If there are two asteroids A and B of equal mass (and density of 3000kg/m^3), with the same semi major axis of a=2.2 AU with asteroid A having a circular orbit and no inclination, and asteroid B has an elliptical orbit with an eccentricity of e=0.05 and an inclination of i=5 degrees.
1) What is the collision speed during impact?
2) Based on the gravitational binding energy (GBE=(0.6)G(M^2)/r)), what is the minimum size an asteroid would need to be to survive the collision (without breaking up)?

## Homework Equations

Given:
GBE= (0.6)G(m^2)/r
Not Given:
Va=√(GM((2/r)-(1/a))) where r=a at 2.2AU
Vb= √(GM(a/(r^2))(1-(e^2))) where r=a, e=0.05

## The Attempt at a Solution

First I converted 2.2 AU to 3.2912x10^11 meters.

Then I tried to find the individual velocities of each of the asteroids using
Va=√(GM((2/r)-(1/a))) where r=a at 2.2AU, for the asteroid in circular orbit
and
Vb= √(GM(a/(r^2))(1-(e^2))) where r=a, e=0.05, for the asteroid in elliptical orbit

my results were:
Va = 20,077.2 m/s
Vb= 20,052.1 m/s

I know that I need to somehow take into account that one asteroid is colliding at a 5 degree incline, but I'm struggling on finding how best to do that to determine their impact speed.

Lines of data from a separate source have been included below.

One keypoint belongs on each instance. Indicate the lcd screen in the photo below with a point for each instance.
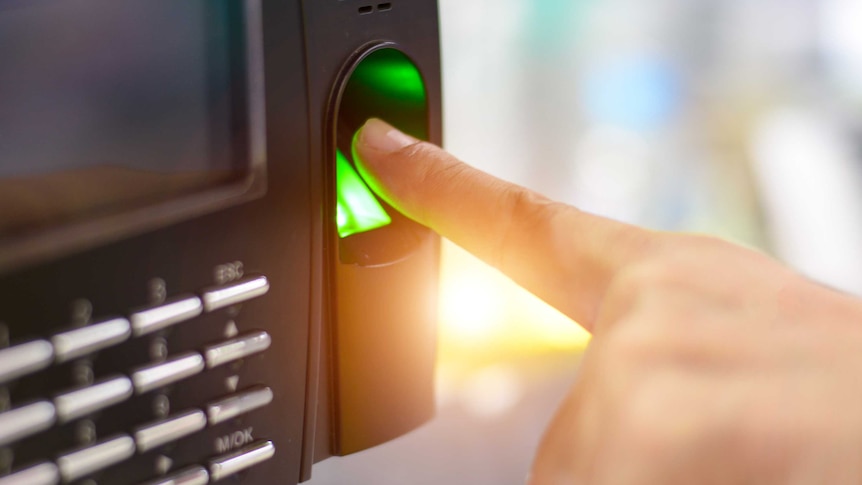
(113, 104)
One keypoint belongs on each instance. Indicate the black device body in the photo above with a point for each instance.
(230, 337)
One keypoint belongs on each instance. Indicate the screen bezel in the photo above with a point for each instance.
(17, 250)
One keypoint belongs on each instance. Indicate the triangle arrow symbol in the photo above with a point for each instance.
(231, 383)
(163, 464)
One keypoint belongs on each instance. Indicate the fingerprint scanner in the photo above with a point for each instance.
(357, 209)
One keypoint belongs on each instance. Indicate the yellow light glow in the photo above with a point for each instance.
(485, 316)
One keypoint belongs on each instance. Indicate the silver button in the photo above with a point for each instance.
(156, 318)
(171, 429)
(236, 348)
(158, 375)
(233, 406)
(80, 402)
(41, 474)
(25, 358)
(81, 463)
(245, 289)
(195, 475)
(238, 461)
(84, 340)
(25, 421)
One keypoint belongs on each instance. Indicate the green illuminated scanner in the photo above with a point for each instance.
(384, 83)
(357, 209)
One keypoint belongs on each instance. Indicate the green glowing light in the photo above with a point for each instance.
(357, 209)
(391, 75)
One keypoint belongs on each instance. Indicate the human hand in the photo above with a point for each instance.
(710, 363)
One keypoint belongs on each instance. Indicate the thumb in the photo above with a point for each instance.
(562, 255)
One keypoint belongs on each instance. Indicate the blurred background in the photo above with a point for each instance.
(738, 118)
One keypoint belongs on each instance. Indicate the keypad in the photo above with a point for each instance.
(78, 407)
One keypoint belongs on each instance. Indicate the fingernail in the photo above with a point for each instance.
(383, 137)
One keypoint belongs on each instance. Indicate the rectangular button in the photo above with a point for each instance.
(82, 341)
(157, 375)
(24, 359)
(26, 420)
(231, 294)
(80, 402)
(195, 475)
(238, 404)
(81, 463)
(240, 460)
(171, 429)
(156, 318)
(237, 348)
(41, 474)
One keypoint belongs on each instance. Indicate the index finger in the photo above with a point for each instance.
(562, 255)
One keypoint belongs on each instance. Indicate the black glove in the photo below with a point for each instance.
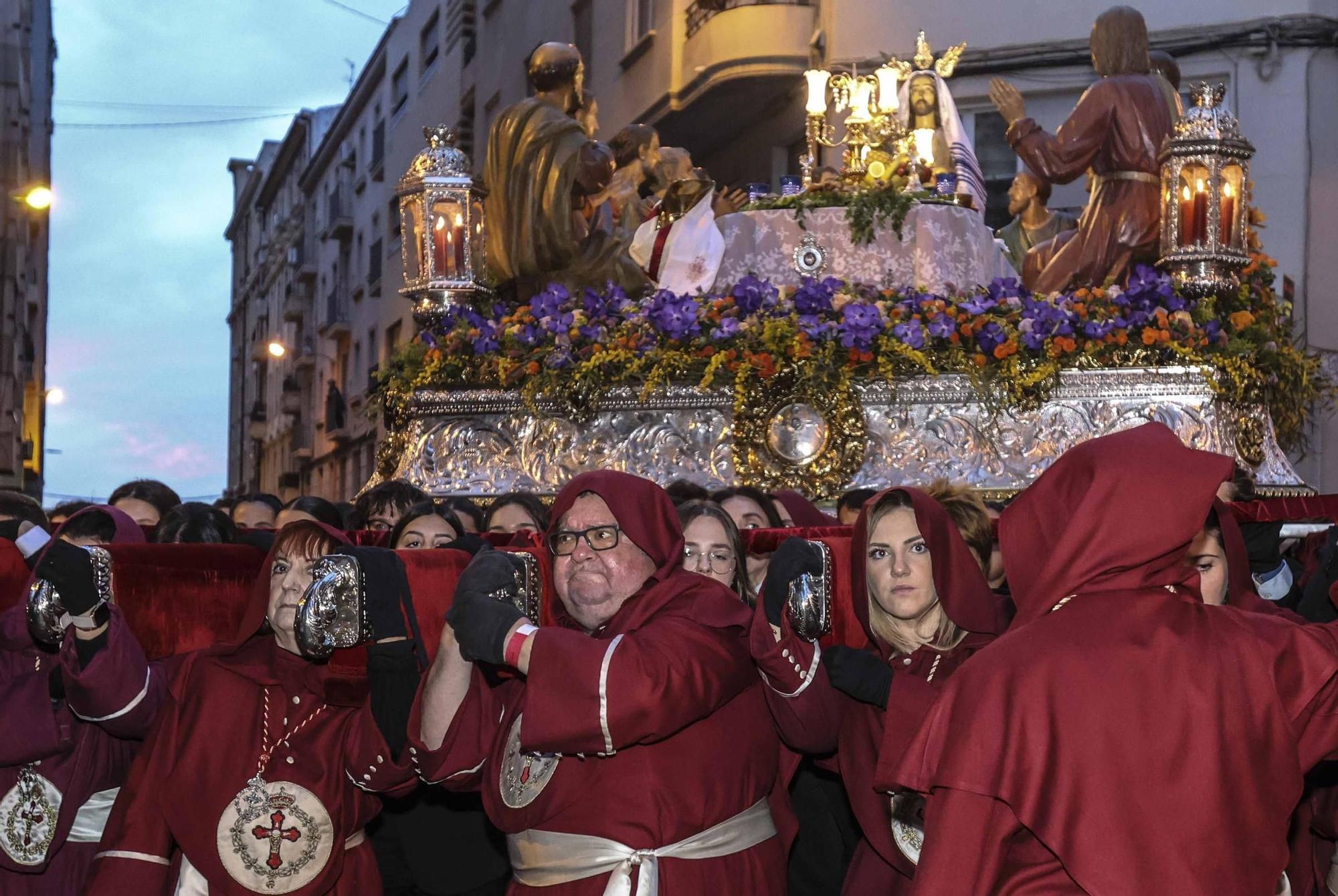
(1264, 544)
(794, 558)
(469, 544)
(387, 590)
(480, 614)
(860, 673)
(70, 570)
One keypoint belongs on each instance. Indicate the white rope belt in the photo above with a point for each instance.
(549, 858)
(92, 818)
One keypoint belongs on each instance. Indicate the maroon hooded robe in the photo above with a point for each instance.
(1122, 739)
(62, 760)
(651, 730)
(183, 814)
(817, 719)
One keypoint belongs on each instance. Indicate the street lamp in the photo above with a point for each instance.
(38, 199)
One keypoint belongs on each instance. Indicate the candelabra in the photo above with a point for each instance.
(873, 121)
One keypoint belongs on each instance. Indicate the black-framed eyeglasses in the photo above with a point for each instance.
(600, 538)
(719, 561)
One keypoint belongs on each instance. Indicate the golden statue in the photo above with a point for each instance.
(541, 169)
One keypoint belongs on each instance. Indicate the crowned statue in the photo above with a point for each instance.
(541, 171)
(927, 109)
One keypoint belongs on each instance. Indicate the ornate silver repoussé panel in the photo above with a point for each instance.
(488, 442)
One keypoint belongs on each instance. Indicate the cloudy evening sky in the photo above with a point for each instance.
(140, 268)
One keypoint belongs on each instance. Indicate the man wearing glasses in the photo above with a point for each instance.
(630, 742)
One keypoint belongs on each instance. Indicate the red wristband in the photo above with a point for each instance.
(512, 656)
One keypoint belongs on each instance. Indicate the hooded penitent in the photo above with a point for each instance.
(1150, 743)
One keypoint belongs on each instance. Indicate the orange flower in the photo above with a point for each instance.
(1241, 320)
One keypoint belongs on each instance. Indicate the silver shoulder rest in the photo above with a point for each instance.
(810, 601)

I attempted breaking it up into (x,y) components with vy=vsin(θ), vx=vcos(θ) with θ=5°, but wasnt sure if that was the right thing to do and was really stumped on where to really go from there.

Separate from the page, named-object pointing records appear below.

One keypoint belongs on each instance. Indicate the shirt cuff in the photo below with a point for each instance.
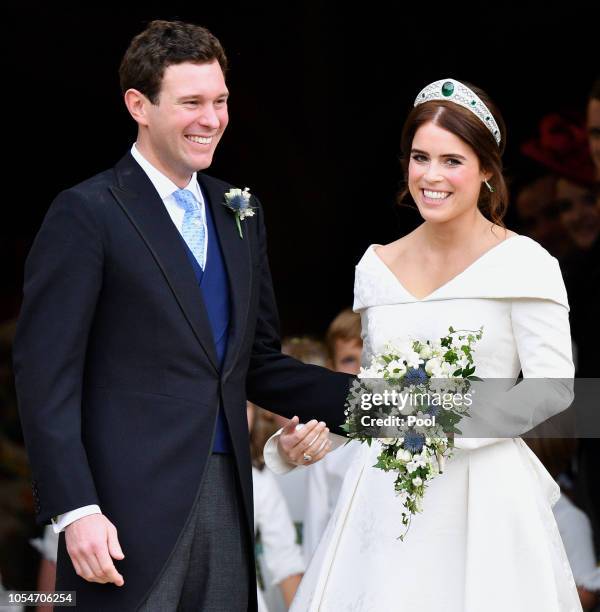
(60, 522)
(273, 460)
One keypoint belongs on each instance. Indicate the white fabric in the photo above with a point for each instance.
(165, 188)
(281, 555)
(324, 482)
(487, 538)
(576, 532)
(47, 545)
(63, 520)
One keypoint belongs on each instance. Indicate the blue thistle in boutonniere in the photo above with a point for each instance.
(238, 200)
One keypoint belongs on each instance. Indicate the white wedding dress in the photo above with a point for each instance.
(487, 540)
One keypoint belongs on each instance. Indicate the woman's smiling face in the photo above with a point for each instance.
(444, 174)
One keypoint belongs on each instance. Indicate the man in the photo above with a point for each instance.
(148, 319)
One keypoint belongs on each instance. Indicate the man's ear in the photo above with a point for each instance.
(137, 104)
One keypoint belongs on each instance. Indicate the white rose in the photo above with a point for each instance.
(403, 455)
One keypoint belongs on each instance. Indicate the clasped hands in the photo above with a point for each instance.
(303, 444)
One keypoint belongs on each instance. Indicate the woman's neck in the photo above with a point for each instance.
(464, 231)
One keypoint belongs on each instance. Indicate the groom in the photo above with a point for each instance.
(148, 320)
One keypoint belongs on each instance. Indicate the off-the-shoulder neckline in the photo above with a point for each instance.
(482, 257)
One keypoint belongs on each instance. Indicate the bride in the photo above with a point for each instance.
(486, 540)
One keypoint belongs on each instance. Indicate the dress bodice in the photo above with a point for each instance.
(507, 291)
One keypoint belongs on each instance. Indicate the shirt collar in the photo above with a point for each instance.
(162, 183)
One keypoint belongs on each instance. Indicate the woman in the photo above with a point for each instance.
(280, 560)
(486, 539)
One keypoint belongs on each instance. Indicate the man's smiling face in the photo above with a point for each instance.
(183, 128)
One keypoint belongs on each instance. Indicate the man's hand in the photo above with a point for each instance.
(92, 544)
(304, 444)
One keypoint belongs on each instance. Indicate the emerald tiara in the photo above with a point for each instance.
(455, 91)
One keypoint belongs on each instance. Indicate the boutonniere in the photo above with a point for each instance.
(238, 201)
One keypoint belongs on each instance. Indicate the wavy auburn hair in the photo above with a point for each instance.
(470, 129)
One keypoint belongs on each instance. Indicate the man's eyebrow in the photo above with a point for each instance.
(225, 94)
(457, 155)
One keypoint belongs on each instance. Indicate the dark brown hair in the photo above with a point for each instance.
(161, 44)
(346, 326)
(471, 130)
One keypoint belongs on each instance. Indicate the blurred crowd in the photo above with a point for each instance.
(557, 203)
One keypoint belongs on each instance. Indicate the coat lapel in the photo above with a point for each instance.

For the 2nd part of the question, I think that once I find the collision speed, I could put that into the kinetic energy equation KE=(.5)m(v^2) and set that equal to the GBE equation and solve for r to determine the minimum size of the asteroid to survive the collision, but I'm unsure how to set that up, especially with only knowing the density, and not the mass or volume of either asteroid. Once I knew how to do that, then the actual solving for r part I think can do just fine. Thank you for your time.

## Answers and Replies

mfb
Mentor
Vb= √(GM(a/(r^2))(1-(e^2))) where r=a, e=0.05, for the asteroid in elliptical orbit
Are you sure this formula is right for general r?
Same semi major axis means same energy, so at the same distance the asteroids should have the same speed.

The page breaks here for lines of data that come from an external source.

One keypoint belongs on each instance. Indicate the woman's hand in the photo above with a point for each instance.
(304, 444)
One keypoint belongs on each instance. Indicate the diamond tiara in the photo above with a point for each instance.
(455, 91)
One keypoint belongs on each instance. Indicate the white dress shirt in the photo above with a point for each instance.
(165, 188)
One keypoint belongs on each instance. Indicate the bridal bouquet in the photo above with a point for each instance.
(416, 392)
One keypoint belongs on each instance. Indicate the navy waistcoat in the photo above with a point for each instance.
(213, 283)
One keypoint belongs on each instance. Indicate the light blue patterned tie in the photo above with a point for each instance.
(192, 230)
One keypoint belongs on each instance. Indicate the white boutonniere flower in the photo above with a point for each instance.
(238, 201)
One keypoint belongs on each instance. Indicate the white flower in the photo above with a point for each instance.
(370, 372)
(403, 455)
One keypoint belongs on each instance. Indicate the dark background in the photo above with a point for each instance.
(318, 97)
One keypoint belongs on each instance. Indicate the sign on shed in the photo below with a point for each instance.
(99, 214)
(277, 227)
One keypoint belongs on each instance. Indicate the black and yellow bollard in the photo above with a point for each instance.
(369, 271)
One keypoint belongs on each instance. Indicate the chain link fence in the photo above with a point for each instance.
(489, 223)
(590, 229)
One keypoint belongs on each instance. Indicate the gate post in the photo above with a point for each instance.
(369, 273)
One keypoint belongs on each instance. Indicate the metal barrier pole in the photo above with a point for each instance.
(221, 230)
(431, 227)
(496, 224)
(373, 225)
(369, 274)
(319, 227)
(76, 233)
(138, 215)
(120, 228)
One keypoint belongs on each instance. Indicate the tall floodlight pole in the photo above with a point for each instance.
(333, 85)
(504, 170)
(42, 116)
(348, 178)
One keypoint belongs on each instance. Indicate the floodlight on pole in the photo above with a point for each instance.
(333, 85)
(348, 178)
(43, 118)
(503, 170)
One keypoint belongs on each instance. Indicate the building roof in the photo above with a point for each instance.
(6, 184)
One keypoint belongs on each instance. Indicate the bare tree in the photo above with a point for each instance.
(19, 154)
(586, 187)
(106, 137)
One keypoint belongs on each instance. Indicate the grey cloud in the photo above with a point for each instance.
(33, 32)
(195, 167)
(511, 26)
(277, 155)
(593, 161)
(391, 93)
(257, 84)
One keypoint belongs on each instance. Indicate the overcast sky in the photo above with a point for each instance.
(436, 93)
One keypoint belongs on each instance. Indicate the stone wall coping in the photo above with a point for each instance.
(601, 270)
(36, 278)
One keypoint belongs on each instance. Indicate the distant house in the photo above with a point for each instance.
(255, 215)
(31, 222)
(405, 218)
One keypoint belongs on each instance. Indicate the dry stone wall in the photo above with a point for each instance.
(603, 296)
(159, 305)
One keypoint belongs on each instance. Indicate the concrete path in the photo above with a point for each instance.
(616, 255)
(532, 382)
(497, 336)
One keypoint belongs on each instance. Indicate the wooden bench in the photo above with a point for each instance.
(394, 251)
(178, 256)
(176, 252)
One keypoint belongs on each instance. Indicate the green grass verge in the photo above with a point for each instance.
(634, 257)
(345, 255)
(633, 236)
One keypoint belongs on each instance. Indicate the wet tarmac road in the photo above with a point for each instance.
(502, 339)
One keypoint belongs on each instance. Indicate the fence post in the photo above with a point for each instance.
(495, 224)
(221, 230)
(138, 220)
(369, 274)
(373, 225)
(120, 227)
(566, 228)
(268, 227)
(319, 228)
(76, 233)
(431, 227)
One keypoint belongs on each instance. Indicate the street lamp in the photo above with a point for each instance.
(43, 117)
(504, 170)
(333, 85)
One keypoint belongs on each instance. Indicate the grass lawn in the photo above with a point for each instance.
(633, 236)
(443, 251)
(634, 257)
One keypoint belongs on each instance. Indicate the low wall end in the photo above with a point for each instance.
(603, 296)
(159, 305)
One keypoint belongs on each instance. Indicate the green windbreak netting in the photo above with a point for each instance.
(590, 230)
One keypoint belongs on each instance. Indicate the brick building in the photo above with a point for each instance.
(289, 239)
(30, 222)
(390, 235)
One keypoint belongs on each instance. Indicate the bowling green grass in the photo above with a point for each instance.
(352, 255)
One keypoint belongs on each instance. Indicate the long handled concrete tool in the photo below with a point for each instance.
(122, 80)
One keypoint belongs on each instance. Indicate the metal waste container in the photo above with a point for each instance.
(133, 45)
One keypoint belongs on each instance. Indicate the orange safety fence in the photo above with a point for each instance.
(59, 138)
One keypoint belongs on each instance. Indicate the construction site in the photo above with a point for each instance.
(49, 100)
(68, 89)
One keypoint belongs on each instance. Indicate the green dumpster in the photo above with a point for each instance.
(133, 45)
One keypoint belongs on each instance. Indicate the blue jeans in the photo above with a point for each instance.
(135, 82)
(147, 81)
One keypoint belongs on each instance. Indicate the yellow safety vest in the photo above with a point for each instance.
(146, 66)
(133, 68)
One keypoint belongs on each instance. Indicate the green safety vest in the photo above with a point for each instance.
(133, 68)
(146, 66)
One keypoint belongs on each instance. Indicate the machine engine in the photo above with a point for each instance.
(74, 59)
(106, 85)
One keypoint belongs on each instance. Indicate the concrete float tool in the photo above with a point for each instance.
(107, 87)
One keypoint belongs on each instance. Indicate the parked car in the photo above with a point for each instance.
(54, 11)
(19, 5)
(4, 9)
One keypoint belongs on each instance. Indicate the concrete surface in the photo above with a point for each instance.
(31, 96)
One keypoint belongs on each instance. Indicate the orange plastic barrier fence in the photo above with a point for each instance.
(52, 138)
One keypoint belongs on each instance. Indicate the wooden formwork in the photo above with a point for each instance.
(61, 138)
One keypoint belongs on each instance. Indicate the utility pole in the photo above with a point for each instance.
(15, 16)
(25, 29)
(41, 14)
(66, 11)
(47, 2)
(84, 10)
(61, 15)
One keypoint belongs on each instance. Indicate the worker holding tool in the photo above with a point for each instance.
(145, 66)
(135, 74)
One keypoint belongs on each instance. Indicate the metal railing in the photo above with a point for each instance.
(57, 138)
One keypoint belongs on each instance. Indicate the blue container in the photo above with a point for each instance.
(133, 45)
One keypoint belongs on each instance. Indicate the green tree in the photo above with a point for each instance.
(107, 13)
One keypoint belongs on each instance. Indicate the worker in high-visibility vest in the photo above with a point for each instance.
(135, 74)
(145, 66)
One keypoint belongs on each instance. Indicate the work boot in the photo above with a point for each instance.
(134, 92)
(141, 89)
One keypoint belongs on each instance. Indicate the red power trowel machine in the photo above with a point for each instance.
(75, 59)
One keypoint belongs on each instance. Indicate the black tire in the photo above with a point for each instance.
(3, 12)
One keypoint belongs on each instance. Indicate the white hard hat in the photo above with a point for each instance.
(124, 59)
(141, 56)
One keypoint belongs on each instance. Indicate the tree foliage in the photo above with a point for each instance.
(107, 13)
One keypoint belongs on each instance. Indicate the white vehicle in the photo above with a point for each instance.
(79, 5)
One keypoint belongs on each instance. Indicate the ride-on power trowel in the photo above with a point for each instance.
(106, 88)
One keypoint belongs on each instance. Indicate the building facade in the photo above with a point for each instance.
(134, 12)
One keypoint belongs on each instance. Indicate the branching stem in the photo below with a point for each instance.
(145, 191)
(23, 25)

I would calculate the velocity of B in the direction of A (conservation of angular momentum?) - once you have that, you can use the speed to determine all relevant velocity components.

Well, that formula was the only one I could find among my materials that deals with the eccentricity of the orbit and the velocity of the asteroid. As far as the r goes, because asteroid A is in a circular orbit (therefore a=r), for a collision to occur in the first place, the r of asteroid B would also have to be 2.2 AU, which also happens to be its semi major axis as well. But I'm pretty sure it works for any r as far as I know.

Could you elaborate on what you meant in the second part of your reply, please? I'm not sure I fully understand what you mean.

mfb
Mentor
You can split the motion of asteroid B (at the collision point) in two components: one parallel to the motion of asteroid A, and one perpendicular to that.

What is the angular momentum of asteroid B? Can you split this into a component orthogonal to the plane of A, and one parallel to that? With conservation of energy and angular momentum, this allows to calculate the velocity components of B (as described above).

Concerning your formulas: there should be just one general formula, not two. That makes me suspicious.